Investopedia Affluent Millennial Swear ining Study: Financial Advisors.
Changing demographics will also play a role in how advisors engage with their shoppers and what type of advice they’re able to offer at different life stages. “One of the interesting demographic changes is that profuse people are having kids at a later age but they’re also more spread out,” Egan says. This means that while some foster-parents are planning financially for a family in their 20s, others are doing it in their 30s and 40s when financial circumstances may be different. This move is affecting everything from retirement savings to wealth transfers, and advisors need to be able to speak to those squads in a way that’s personalized to each of their clients. Egan emphasizes that as life expectancy continues to go up, advisors also shortage to prepare their clients for the fact that leaving a legacy may not be exactly what they imagine. “As life expectancy goes up, you’re sketching for a 25-year retirement with some pretty hefty health expenses at the end of it,” he says. “So a big part of the wealth transfer mightiness be from retirees to healthcare providers.”

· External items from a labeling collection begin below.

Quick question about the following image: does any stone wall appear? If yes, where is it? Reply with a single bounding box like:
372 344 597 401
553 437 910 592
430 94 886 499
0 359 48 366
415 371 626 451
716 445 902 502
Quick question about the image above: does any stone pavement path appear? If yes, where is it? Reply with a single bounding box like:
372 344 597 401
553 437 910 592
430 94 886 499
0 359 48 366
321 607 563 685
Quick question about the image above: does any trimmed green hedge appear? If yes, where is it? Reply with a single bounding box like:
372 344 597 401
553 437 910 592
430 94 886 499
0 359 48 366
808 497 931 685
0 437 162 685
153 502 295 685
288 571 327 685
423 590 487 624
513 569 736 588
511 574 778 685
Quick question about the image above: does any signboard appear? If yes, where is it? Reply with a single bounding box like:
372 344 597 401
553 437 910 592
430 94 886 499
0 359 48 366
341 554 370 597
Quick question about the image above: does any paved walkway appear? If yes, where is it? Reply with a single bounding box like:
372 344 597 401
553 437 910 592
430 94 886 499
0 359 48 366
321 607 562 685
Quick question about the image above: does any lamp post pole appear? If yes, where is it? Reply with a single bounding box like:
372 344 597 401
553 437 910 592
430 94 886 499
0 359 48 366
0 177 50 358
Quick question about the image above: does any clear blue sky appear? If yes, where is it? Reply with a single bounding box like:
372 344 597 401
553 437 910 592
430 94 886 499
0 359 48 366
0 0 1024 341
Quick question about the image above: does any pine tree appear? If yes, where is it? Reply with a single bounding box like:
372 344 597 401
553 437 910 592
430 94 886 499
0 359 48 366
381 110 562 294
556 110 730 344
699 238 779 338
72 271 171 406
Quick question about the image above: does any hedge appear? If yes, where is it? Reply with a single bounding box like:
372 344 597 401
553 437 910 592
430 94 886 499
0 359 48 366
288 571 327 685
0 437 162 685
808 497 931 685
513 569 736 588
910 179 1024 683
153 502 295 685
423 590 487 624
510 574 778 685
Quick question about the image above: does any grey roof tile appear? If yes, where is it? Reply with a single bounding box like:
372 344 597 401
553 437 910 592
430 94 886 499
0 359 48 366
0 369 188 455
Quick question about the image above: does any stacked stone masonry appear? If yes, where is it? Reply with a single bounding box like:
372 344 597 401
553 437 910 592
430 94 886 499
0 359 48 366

The Role of Big Tech in Personal Finance
With tech giants like
The Foundation Line
While technological advances are allowing advisors the freedom to focus on big-picture thinking, it’s important to be aware of how these coppers will reframe the types of education experts need. For Egan, this means looking ahead at what glance ats are most likely to be valued over the next two decades. “When computers are doing more of the actual ‘doing’ in the restraint, what’s the thing that’s valuable from other people’s point of view?” he asks. The answer, at least for now, is the anthropoid element of financial services and the willingness to face those challenges head on. “Advisors are going to face a lot more of the thorny questions and the hard conversations,” Egan says. By focusing on clients’ needs and the more human aspects of the practice, advisors can embrace the modifies new technologies bring to the field.